Los gobiernos han tratado de imponer restricciones a la encriptación para controlar a sus ciudadanos a costa de violar su derecho a la privacidad. En la década de 1990 el caso Departamento de Estado vs. Zimmermann hizo historia: éste divulgó técnicas de encriptar mensajes que no pudieran ser descifrados. Lo acusaron de exportación ilegal de armas, basado en que el gobierno norteamericano incluye el software de encriptación en la definición de municiones. Fue absuelto; el software había sido escrito y “subido” en un país diferente a EE.UU.

El sistema de encriptación cerrado RSA no sólo permite tener un sistema seguro de protección contra interceptaciones, también es el sistema que se emplea para las transacciones financieras.

El riesgo de los sistemas anteriores, desde las correas de cuero empleadas por Julio César hasta el Enigma alemán, es la necesidad de que el receptor de la información tenga la clave para descifrarla, y si se cambia la clave existe el riesgo de que ésta caiga en manos de terceros.

El sistema RSA es de clave abierta, cualquiera tiene acceso al número para encriptar; sólo los receptores conocen una propiedad del número: su factorización en dos números primos.

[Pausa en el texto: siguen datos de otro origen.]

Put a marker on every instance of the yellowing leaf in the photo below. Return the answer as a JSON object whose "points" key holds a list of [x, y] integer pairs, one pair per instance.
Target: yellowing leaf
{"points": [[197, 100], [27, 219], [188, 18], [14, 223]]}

Los números usados son de 100 o más cifras. Aun con los computadores más rápidos, conocer si un número de esta magnitud es primo o encontrar sus factores, puede tardar miles de años. Por supuesto los hackers han diseñado algoritmos para descomponer en pocos días números de menos cifras. El sistema es seguro hasta ahora. Gracias a una propiedad de los números primos, su aleatoriedad, no hay una fórmula que, conociendo un número primo, permita calcular el siguiente.

Entre los problemas del milenio de la fundación Clay está demostrar la hipótesis de Riemann: como hay una estrecha relación entre los ceros de la función zeta y los números primos, resolver el problema puede dar como subproducto la forma de saber si un número grande es primo. Miller y Robin diseñan un algoritmo para deducirlo; pero sólo funciona si la hipótesis de Riemann es cierta.

Cuando se hace una transacción por internet, el computador realiza en pocos segundos los numerosos cálculos que encriptan las claves, por lo que se requiere una gran velocidad del hardware. Algunos teléfonos celulares y las tabletas no tienen suficiente capacidad computacional, por lo que se utiliza un sistema totalmente diferente, la encriptación por funciones elípticas, que no son elipses, son funciones algebraicas de grado 3. En términos simples: tomando un punto de la curva con coordenadas iguales a las claves que se quiere encriptar, se busca otro punto, que es la clave encriptada. El receptor sólo debe conocer la función elíptica. Estas funciones fueron básicas para la demostración de Wiles del último teorema de Fermat. El sistema RSA también utiliza los llamados pequeños teoremas de Fermat. Este matemático empírico, cuya profesión eran las leyes, no vislumbró la utilidad económica de sus trabajos en la teoría de números.